As discussed above, malice is one of the elements of a malicious prosecution claim. See McKenna v. City of Philadelphia, 582 F.3d 447, 461 (3d Cir. 2009) (affirming grant of judgment as a matter of law where plaintiffs produced insufficient evidence of malice). In the context of a Fourth Amendment malicious prosecution claim, "[a]ctual malice in the context of malicious prosecution is defined as either ill will in the sense of spite, lack of belief by the actor himself in the propriety of the prosecution, or its use for an extraneous improper purpose." Henderson v. City of Philadelphia, 853 F.Supp.2d 514, 519 (E.D. Pa. 2012) (quoting Lee v. Mihalich, 847 F.2d 66, 70 (3d Cir. 1988)). Malice may also "be inferred from the absence of probable cause." Id. (quoting Lippay v. Christos, 996 F.2d 1490, 1502 (3d Cir. 1993)).

However, there is no record evidence about what Defendants represented to the Philadelphia District Attorney's Office as to whether Plaintiff attempted to flee. The police investigation report states nothing about whether he had not evaded arrest, only "Positive ID by 3 witnesses," next to which a box was marked indicating that Plaintiff had been arrested. (Police Report, ECF 27-2.)

Plaintiff himself concedes that to survive summary judgment, he must come forth with evidence sufficient to create a triable issue on each of the five prongs of a malicious prosecution claim, or else his claim fails as a matter of law. (Pl.'s Opp. to Summ.

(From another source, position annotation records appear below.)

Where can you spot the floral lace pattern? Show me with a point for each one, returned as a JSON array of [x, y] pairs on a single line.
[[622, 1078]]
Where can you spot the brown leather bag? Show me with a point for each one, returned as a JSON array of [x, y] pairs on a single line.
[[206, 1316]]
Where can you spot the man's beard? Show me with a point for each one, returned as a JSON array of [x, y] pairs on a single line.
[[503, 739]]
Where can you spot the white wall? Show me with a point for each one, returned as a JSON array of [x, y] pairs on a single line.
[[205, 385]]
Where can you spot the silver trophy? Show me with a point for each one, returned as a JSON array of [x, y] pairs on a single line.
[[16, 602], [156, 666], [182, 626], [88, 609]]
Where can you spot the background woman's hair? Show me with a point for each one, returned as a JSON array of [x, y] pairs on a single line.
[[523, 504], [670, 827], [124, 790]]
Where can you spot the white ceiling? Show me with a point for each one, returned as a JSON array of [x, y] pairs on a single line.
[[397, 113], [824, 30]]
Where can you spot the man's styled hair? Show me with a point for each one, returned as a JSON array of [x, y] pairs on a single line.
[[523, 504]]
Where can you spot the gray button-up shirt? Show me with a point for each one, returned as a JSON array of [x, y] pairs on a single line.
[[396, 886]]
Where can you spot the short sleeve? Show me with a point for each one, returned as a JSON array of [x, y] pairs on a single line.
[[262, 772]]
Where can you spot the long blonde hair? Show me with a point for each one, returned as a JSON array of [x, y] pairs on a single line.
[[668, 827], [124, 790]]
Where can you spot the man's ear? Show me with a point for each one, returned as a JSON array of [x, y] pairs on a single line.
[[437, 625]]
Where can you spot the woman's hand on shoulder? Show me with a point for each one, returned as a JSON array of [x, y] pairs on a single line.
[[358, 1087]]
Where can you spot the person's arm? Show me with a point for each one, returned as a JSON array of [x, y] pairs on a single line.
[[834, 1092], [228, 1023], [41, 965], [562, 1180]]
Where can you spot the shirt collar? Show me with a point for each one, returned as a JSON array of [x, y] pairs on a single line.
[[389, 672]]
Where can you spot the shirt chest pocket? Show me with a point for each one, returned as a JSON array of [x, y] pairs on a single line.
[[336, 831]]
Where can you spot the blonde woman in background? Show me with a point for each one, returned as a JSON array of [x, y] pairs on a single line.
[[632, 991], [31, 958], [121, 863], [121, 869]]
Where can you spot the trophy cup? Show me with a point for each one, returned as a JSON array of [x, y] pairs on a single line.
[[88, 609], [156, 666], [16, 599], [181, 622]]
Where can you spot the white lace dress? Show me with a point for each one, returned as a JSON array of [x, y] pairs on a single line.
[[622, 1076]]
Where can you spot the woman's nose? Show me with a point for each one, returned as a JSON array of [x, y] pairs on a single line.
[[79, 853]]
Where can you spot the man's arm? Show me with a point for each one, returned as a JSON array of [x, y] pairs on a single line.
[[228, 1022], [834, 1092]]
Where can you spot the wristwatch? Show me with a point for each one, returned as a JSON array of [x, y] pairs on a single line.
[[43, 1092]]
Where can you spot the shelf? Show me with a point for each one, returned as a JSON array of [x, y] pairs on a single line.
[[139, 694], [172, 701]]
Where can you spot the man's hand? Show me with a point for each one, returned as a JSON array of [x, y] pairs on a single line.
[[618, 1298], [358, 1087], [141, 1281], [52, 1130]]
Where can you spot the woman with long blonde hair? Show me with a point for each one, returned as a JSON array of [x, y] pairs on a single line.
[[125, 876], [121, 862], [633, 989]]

J. at 12 (quoting Domenech v. City of Philadelphia, No. CIV.A. 06-1325, 2009 WL 1109316, at *9 (E.D. Pa. Apr. 23, 2009), aff'd, 373 F. App'x 254 (3d Cir. 2010.))) Thus, whether or not Defendants falsely stated to the District Attorney that Plaintiff fled arrest, Defendants are entitled to summary judgment on the grounds that probable cause existed for the arrest and to a defense of qualified immunity.

VI. Conclusion

For the reasons stated above, the Court hereby GRANTS Defendants' motion for summary judgment. An appropriate order follows.